On divisait autrefois la cabale en deux sections : la première est désignée sous le nom du berœssith, c'est la science proprement dite des vertus occultes renfermées dans le monde ; l'autre, appelée marcava, est la connaissance des choses surnaturelles.

Il y a une espèce de cabale d'un ordre infiniment moins élevé, qui consiste dans la combinaison de certains mots mystérieux que l'on porte sur soi, et qui ont, entre autres vertus, celle de chasser les démons ou de rendre invulnérable. C'est sans doute dans cette série qu'il faut ranger le fameux mot abracadabra. Parmi les formules cabalistiques de ce genre, on révère surtout le mot agla. Ce mot puissant, prononcé en se tournant vers l'orient, fait retrouver les choses perdues, découvre ce qui se passe, aux pays lointains, et opère encore mille autres merveilles, de même que le mot bedouh ; mais les savants qui ont sondé toutes les profondeurs de la cabale, n'ajoutent point foi à ces espèces de formules talismaniques, qui nous sont peut-être parvenues sous une forme altérée, et dont l'origine religieuse est entourée de mystères.

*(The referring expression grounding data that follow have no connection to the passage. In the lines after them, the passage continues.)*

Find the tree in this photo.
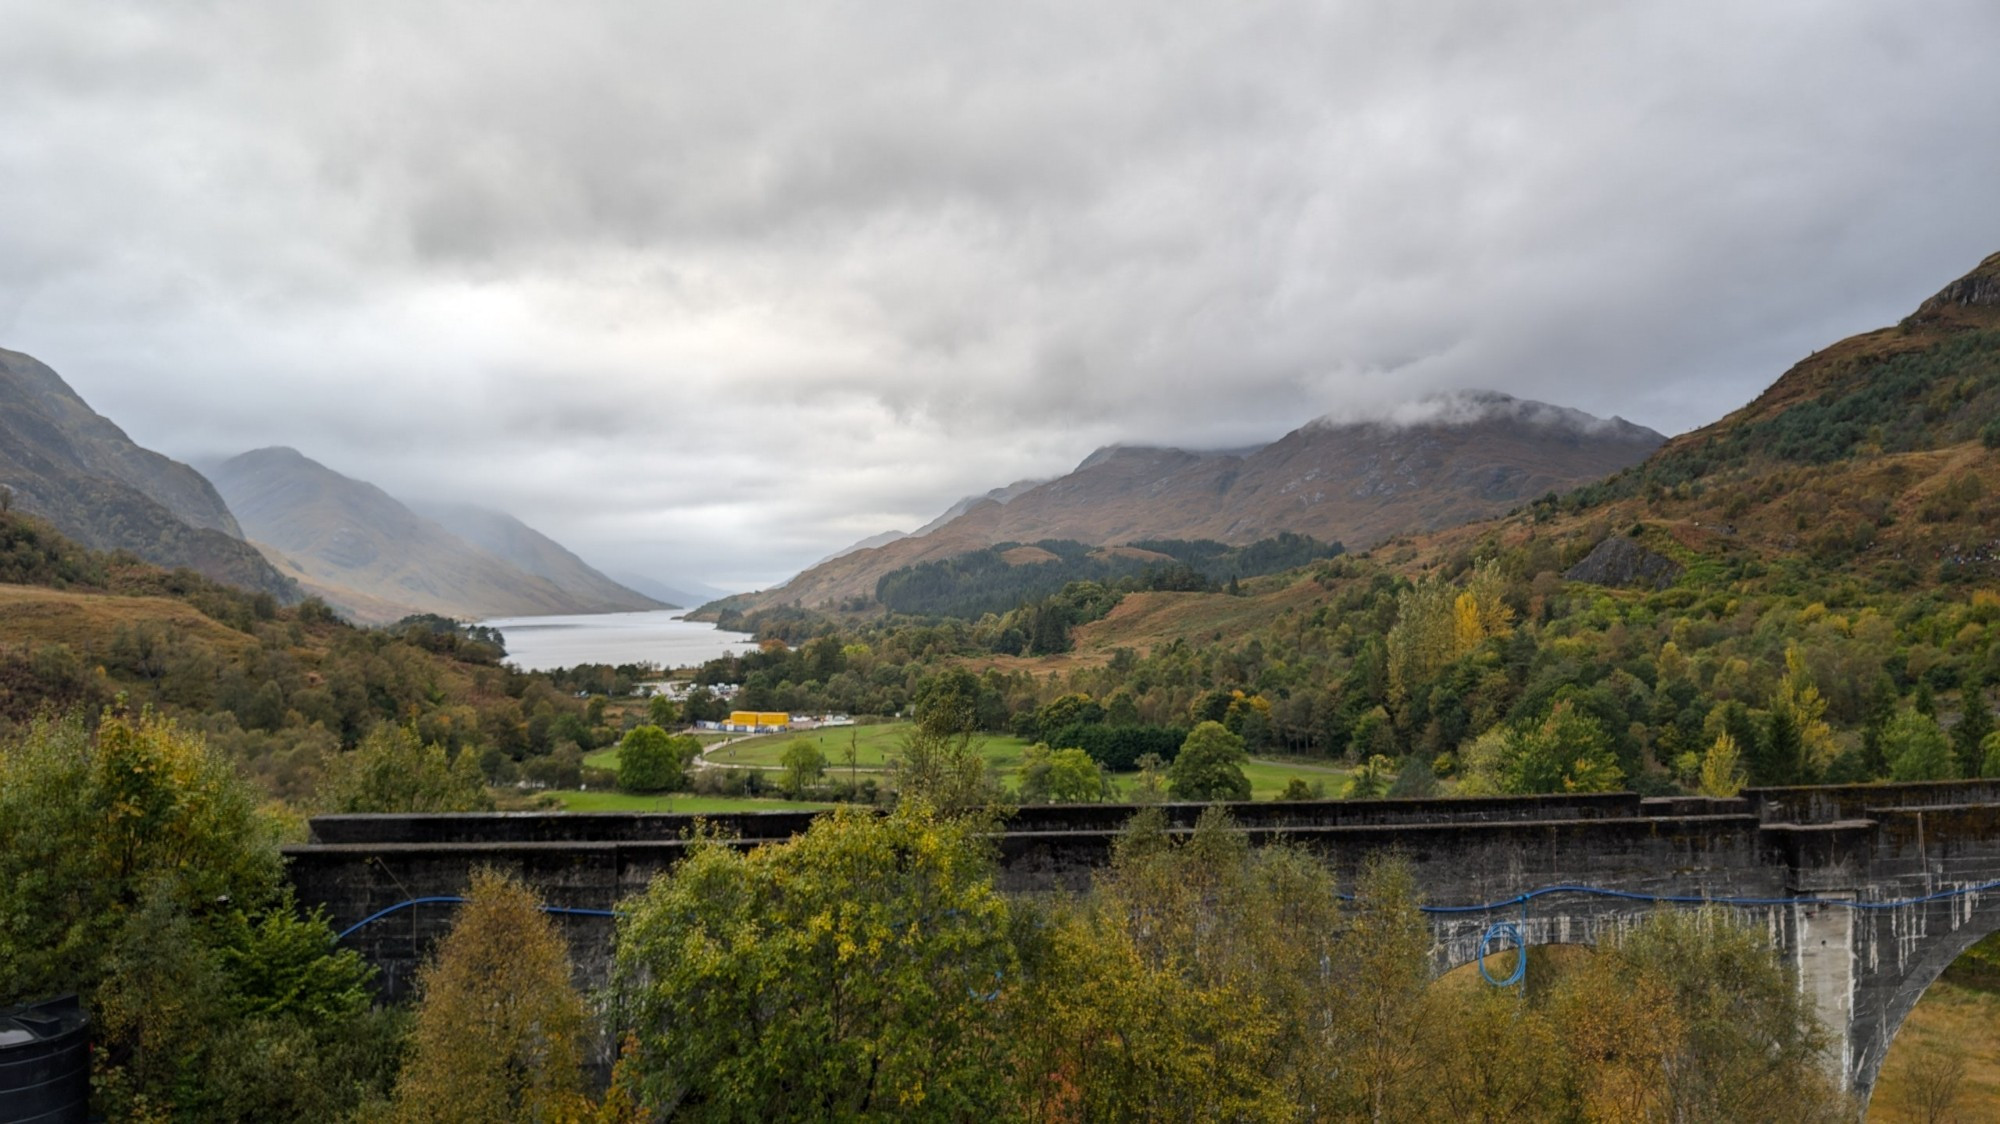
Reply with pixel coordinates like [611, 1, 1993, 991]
[1891, 1037, 1968, 1124]
[1035, 692, 1105, 737]
[778, 737, 825, 796]
[1008, 808, 1360, 1120]
[1771, 646, 1837, 776]
[1387, 578, 1456, 705]
[1127, 752, 1169, 804]
[1554, 908, 1846, 1121]
[391, 871, 591, 1123]
[323, 725, 494, 812]
[613, 805, 1015, 1120]
[0, 711, 279, 1001]
[1016, 744, 1111, 803]
[1699, 730, 1747, 797]
[1388, 565, 1512, 709]
[1886, 709, 1956, 781]
[0, 711, 398, 1119]
[1756, 707, 1809, 787]
[1105, 690, 1141, 727]
[1345, 754, 1396, 798]
[913, 666, 982, 736]
[1498, 700, 1624, 794]
[647, 693, 680, 727]
[890, 725, 996, 813]
[1954, 687, 1993, 779]
[680, 684, 724, 723]
[200, 898, 402, 1122]
[618, 724, 699, 793]
[1334, 855, 1435, 1120]
[1169, 721, 1251, 801]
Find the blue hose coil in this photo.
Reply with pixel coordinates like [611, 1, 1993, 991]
[1477, 921, 1527, 987]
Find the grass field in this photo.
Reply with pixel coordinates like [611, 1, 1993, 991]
[715, 724, 1047, 790]
[706, 722, 912, 768]
[584, 730, 731, 771]
[541, 789, 832, 813]
[1872, 973, 2000, 1121]
[1240, 757, 1350, 798]
[591, 720, 1351, 800]
[0, 584, 260, 654]
[707, 723, 1034, 769]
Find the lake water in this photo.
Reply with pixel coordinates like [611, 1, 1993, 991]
[479, 610, 758, 672]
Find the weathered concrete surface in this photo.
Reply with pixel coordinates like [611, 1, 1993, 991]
[284, 780, 2000, 1108]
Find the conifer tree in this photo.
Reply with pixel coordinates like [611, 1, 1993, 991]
[391, 870, 591, 1124]
[1953, 687, 1993, 778]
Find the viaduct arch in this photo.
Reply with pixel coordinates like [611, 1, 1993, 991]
[285, 779, 2000, 1106]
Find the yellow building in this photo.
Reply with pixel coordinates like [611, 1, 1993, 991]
[726, 710, 794, 731]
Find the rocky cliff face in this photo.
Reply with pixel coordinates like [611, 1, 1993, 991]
[0, 347, 295, 598]
[1913, 250, 2000, 318]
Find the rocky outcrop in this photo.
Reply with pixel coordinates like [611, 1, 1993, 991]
[1912, 250, 2000, 319]
[1564, 534, 1683, 590]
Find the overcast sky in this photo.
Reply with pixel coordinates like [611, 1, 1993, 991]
[4, 2, 1998, 592]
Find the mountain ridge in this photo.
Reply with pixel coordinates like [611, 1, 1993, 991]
[407, 500, 665, 612]
[1393, 248, 2000, 593]
[708, 390, 1663, 615]
[205, 447, 647, 624]
[0, 347, 296, 599]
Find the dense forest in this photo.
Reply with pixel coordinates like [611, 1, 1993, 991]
[874, 533, 1342, 618]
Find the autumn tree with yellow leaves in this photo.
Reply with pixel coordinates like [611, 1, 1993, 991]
[390, 870, 593, 1124]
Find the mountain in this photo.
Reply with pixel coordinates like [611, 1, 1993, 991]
[608, 570, 732, 609]
[0, 347, 295, 599]
[718, 393, 1662, 613]
[811, 479, 1049, 569]
[204, 447, 641, 624]
[811, 529, 912, 568]
[408, 500, 663, 611]
[1090, 247, 2000, 651]
[909, 478, 1047, 537]
[1648, 249, 2000, 472]
[1498, 247, 2000, 584]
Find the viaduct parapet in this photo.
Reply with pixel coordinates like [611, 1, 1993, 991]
[285, 780, 2000, 1105]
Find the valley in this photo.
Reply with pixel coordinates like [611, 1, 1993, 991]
[8, 6, 2000, 1118]
[5, 248, 2000, 1120]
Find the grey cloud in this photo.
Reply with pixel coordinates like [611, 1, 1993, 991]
[3, 1, 1999, 589]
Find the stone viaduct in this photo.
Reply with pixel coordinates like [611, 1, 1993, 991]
[285, 779, 2000, 1107]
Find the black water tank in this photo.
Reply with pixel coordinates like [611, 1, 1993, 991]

De même que la cabale a trouvé une vertu secrète dans l'arrangement de certains mots ou de certaines lettres, de même elle a considéré la disposition de certains nombres comme le principe des connaissances les plus merveilleuses. Les cabalistes, après les pythagoriciens, prétendirent trouver la révélation de l'avenir dans les nombres; le XVIIe siècle appliqua cette belle découverte aux noms propres, et il en résulta d'étranges extravagances qui eurent, comme on le sait, une influence politique bien extraordinaire. C'est ainsi que le nombre 666, qui est celui de la bête de l'Apocalypse, s'étant trouvé dans le nom du pape Paul V, les réformés en tirèrent les inductions les plus favorables à leur cause. Nous n'avons pas classé l'onomancie parmi les diverses formules de l'art divinatoire, parce qu'elle se lie essentiellement à la cabale.

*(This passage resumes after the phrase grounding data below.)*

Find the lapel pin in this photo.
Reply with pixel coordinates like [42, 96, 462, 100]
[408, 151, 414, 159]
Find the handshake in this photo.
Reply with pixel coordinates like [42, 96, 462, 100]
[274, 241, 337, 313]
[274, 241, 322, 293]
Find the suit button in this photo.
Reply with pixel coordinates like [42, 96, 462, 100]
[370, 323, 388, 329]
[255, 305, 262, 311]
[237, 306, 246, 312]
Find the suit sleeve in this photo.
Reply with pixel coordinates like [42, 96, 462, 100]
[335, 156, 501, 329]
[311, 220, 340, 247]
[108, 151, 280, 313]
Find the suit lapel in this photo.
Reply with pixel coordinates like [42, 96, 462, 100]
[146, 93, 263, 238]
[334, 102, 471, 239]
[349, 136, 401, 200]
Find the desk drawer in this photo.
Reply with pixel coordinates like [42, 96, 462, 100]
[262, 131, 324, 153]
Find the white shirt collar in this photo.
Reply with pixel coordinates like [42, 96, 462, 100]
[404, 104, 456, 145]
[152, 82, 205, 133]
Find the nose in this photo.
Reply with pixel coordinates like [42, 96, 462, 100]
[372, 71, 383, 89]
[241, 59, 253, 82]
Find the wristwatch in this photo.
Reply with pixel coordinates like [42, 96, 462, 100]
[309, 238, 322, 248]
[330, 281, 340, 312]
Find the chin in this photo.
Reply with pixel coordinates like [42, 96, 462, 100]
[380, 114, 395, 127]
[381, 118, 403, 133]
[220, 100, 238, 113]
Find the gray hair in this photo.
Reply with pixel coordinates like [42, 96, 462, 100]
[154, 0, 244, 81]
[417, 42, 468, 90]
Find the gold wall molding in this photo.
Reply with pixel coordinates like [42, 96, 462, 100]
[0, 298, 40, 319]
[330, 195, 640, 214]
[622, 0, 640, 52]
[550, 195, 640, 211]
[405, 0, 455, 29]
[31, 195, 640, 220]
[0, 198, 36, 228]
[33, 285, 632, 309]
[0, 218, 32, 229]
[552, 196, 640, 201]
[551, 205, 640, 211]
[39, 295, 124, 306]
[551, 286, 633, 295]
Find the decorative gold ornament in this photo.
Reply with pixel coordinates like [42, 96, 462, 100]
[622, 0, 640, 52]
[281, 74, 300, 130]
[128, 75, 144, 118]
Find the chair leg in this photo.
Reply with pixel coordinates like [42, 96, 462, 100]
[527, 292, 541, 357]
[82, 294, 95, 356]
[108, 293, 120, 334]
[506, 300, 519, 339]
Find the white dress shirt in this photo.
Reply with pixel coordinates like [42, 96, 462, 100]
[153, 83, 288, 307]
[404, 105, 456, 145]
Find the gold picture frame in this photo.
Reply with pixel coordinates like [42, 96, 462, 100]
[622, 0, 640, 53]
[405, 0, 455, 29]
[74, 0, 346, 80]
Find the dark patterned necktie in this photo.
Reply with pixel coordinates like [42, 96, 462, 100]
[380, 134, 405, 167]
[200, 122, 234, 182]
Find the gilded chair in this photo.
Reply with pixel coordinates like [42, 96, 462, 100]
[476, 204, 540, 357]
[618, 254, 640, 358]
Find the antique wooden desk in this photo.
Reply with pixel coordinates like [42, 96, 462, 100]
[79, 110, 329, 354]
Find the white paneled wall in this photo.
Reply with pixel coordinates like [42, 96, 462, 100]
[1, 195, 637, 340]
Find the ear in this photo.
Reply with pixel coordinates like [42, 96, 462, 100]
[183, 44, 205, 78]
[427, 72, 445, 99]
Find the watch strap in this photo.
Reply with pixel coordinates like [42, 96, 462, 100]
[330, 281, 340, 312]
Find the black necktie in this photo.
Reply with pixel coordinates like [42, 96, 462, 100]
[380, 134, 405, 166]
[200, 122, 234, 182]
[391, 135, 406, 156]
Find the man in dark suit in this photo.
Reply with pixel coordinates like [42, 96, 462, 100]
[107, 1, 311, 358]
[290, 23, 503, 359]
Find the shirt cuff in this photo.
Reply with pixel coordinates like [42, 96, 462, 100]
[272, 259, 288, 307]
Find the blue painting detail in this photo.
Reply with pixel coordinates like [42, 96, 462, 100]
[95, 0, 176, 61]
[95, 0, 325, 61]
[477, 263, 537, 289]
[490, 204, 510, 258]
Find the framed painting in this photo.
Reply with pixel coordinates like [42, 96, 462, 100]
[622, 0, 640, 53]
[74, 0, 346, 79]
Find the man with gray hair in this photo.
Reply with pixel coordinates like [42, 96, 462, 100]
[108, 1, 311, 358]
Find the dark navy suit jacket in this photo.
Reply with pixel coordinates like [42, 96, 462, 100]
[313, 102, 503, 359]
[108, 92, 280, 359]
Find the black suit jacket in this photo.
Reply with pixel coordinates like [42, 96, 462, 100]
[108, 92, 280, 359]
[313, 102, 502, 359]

Selon Agrippa, l'échelle des nombres est, dans le monde archétype, l'essence divine, de même qu'elle est l'intelligence suprême dans le monde intellectuel. Dans le monde céleste, c'est le soleil; c'est la pierre philosophale dans le monde élémentaire, le cœur dans l'homme, qui représente un petit monde (microcosme). Il est à remarquer que cette idée, qui fait de l'homme l'abrégé de l'univers, a été probablement émise pour la première fois par un philosophe chinois d'une haute antiquité, dans lequel on retrouve la plupart des idées de Platon. La connaissance complète de Lao- tseu ferait probablement faire un pas immense à la science des origines philosophiques. Chez les anciens, l'unité (la monade) représentait Dieu ; le nombre deux, la dyade, était l'emblème de la matière susceptible de toutes sortes de formes ; le triangle devint le symbole de la nature animée. Les pythagoriciens et les platoniciens, après avoir vu dans le triangle l'image de l'ensemble des êtres, firent du carré l'emblème de la divinité. Plus tard, la science des nombres s'attacha à des détails d'un ordre moins élevé et ne fut souvent qu'une forme emblématique de certains faits ou de certains événements. Hippocrate, dit-on, voyait dans le nombre cinq le symbole de la santé. Celui de quarante présentait une signification mystérieuse en raison de quarante ans que les Israélites passèrent dans le désert. Le nombre de cinquante a été regardé par Philon comme le symbole de la liberté, parce que toute servitude finissait lors du grand jubilé des Juifs, qui se renouvelait tous les cinquante ans.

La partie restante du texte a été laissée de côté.